Most of the cancellations have coincided with announcements from local school districts and colleges electing to keep their doors closed through early next week in some cases, with power still out in many areas and smoke-filled air blanketing the Bay Area.
In an email Tuesday, Napa Valley Unified School District spokesperson Elizabeth Emmett said “all athletics, dances, clubs and all other school activities are canceled, including any homecoming festivities.”
She clarified that also included this week’s slate of football games. Vanden was scheduled to visit American Canyon in a key Solano County Athletic Conference matchup.
NVUSD athletic director Jill Stewart said she doesn’t expect those football games to be rescheduled, and each program will most likely have to settle with the ramifications of a nine-game schedule.
According to CIF rules, no football team can play more than two games in an eight-day span.

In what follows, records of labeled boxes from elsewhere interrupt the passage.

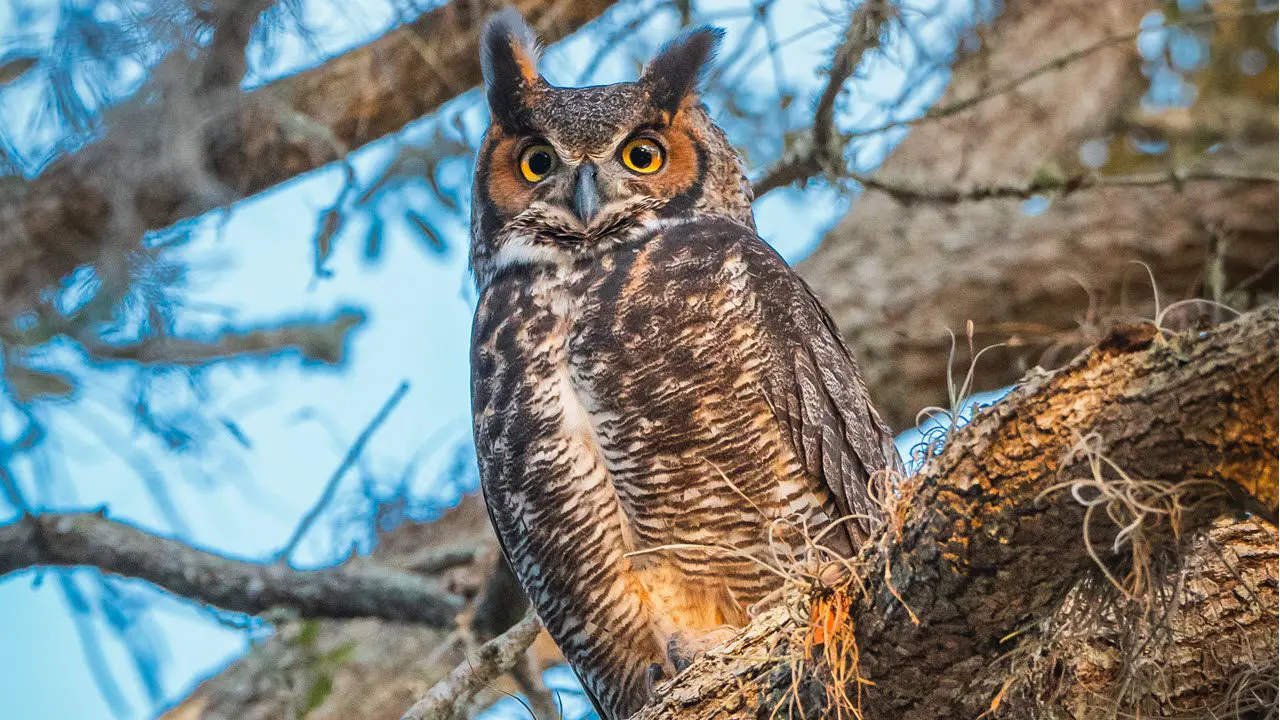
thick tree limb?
[0,0,614,318]
[640,307,1277,719]
[0,512,462,628]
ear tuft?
[640,26,724,115]
[480,8,544,129]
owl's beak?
[573,163,600,225]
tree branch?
[82,310,365,366]
[401,610,543,720]
[847,168,1280,205]
[751,0,897,197]
[275,380,408,562]
[753,3,1275,196]
[0,512,462,628]
[637,307,1277,720]
[0,0,616,319]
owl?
[470,12,899,719]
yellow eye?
[520,145,556,182]
[622,137,664,176]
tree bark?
[0,0,616,320]
[0,512,462,628]
[639,307,1277,720]
[799,0,1277,428]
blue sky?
[0,0,967,720]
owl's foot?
[667,628,737,674]
[644,662,669,701]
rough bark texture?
[799,0,1277,428]
[640,307,1277,720]
[0,0,614,319]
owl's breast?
[567,233,835,586]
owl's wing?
[484,479,607,717]
[742,226,901,534]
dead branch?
[797,0,1277,428]
[849,168,1280,205]
[753,0,897,197]
[0,0,614,319]
[0,512,462,628]
[275,380,408,562]
[77,310,365,368]
[753,3,1275,196]
[639,307,1277,720]
[401,610,543,720]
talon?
[667,637,694,675]
[644,662,667,698]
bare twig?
[753,0,895,197]
[0,0,613,319]
[753,3,1276,196]
[401,610,543,720]
[813,0,895,152]
[845,8,1276,140]
[0,512,462,628]
[276,380,408,561]
[200,0,274,92]
[82,310,365,366]
[849,169,1280,204]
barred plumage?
[472,14,897,717]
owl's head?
[471,10,754,286]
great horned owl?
[471,12,899,719]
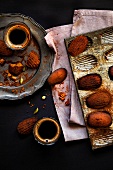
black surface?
[0,0,113,170]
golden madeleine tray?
[65,27,113,149]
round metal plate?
[0,14,54,100]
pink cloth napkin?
[45,10,113,141]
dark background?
[0,0,113,170]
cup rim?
[33,117,61,145]
[3,22,31,50]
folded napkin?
[45,10,113,141]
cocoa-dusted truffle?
[68,35,88,56]
[26,51,40,68]
[9,62,24,76]
[0,40,13,56]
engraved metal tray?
[0,13,54,100]
[65,27,113,149]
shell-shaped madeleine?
[100,28,113,44]
[74,55,97,71]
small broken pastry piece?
[0,58,5,66]
[68,35,88,56]
[0,40,13,56]
[26,50,40,68]
[9,62,24,76]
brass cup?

The only option would be a Monday-Saturday scenario next week, but the logistics are discouraging given a host of factors, including the lack of time to prepare and the player safety that might be compromised by two short weeks.
Before the district made its decision, American Canyon head coach Larry Singer said he was texting Vanden coach Sean Murphy and trying to figure out different scenarios to make the game happen.
This week’s matchup comes with a number of intersecting storylines for the Wolves, who have won three straight games after starting the year 0-3. Vanden, one of the teams they have shared the SCAC title with the past two seasons, was also the only team to get the better of them in league play last year, hitting a field goal as time expired to steal a 24-21 victory.
For Singer, his initial reaction was sympathy for his players, who have been in limbo all week.
“People are losing their homes, people are being displaced. But I think the one thing sports does is – especially for kids – is it gives them a sense of normalcy,” he said. “It gives them a sense of, ‘OK, this is all I have to do right now. This is what I can do. I can just enjoy this and have a good time. I have a routine. We have a schedule.’
“For some kids, that’s huge because they don’t have that at home. They don’t have that in their everyday life … so no, I get it. People are losing their homes. One of our players – his mom – her home is over in Santa Rosa and the fire was like a block away from her house. Literally the houses behind her the next street over were burned down to the ground and hers was saved. So that really puts things in perspective for us as a team. But at the same time (structure from sports is) what these kids need.”